Vers une fuite des talents dès la reprise ? 45% des Français se disent prêts à quitter leur entreprise dans les 6 prochains mois, selon Robert Half

Managers, recruteurs en entreprise, l’après-crise se prépare maintenant !

Robert Half, spécialiste du recrutement temporaire et permanent, se propose de lister les « mauvaises » pratiques vis-à-vis des collaborateurs et des candidats en période de crise, et surtout de donner quelques conseils aux managers et recruteurs en entreprise pour préparer dès à présent la reprise. Il ne faut pas oublier que les entreprises mettant en œuvre dès à présent ces « bonnes » pratiques seront les premières à profiter de la reprise, et éviteront la fuite de leurs meilleurs collaborateurs.

 

 

L’un des derniers sondages de Robert Half serait-il annonciateur d’une fuite des talents lors de la reprise ? A la question « Pensez-vous changer d’emploi dans les 6 prochains mois ? », les interviewés français sont les plus nombreux à répondre « oui » à hauteur de 45% (« je veux changer, mais uniquement lorsque je recevrai une offre très intéressante » 36% + « je veux à tout prix changer d'emploi dans les 6 mois à venir, quoiqu'il arrive » 9%) alors que leurs homologues luxembourgeois seraient les plus fidèles (9%). La moyenne arrive tout de même à 30%.
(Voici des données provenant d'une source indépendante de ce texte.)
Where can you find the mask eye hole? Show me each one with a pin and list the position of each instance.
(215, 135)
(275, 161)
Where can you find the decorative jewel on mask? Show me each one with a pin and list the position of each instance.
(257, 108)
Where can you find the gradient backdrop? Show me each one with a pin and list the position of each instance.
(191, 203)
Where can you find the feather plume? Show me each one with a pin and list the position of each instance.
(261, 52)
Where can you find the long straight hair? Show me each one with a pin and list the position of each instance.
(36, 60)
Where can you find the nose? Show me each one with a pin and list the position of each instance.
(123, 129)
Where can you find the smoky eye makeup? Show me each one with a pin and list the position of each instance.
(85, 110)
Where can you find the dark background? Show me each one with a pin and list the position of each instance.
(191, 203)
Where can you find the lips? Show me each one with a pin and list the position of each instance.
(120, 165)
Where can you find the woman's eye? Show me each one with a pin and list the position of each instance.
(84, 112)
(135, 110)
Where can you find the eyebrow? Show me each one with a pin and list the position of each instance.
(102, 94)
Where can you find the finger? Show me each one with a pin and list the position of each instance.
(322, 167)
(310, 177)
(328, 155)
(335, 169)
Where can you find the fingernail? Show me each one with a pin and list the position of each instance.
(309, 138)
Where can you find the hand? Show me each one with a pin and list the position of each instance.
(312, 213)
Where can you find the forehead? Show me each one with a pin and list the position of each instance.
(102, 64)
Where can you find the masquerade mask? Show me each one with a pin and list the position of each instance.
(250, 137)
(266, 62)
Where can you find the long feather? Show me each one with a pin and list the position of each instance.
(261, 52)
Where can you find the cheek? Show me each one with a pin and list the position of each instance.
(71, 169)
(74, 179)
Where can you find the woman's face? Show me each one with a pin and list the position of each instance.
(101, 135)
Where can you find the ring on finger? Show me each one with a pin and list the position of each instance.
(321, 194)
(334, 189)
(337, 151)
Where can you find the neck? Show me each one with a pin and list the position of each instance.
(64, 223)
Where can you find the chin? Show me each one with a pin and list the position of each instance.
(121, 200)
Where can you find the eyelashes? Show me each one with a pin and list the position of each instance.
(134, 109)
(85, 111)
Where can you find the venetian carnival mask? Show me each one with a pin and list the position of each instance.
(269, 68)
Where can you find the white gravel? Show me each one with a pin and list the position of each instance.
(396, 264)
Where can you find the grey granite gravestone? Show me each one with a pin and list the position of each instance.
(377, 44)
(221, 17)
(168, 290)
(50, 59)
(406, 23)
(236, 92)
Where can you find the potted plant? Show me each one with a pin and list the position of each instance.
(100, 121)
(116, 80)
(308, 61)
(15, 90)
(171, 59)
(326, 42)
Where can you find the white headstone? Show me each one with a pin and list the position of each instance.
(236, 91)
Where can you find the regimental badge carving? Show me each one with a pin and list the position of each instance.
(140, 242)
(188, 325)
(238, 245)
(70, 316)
En comparaison par rapport à septembre-octobre 2009 :

A la question, « Pensez-vous changer d’emploi actuellement ? », les interviewés français étaient toujours les plus nombreux à répondre « oui » à hauteur de 33% alors que leurs homologues luxembourgeois étaient les plus fidèles (3%). La moyenne arrivait tout de même à 21%.

 

(*) Le Groupe Robert Half a mené cette enquête en septembre et octobre 2009 auprès de 1 470 Responsables Ressources Humaines et/ou Financiers dans 8 pays (Allemagne, Autriche, Belgique, France, Italie, Luxembourg, Pays-Bas, Suisse) sur la base d’un échantillon représentatif d’entreprises.

Enquête complète disponible pour la presse sur simple demande.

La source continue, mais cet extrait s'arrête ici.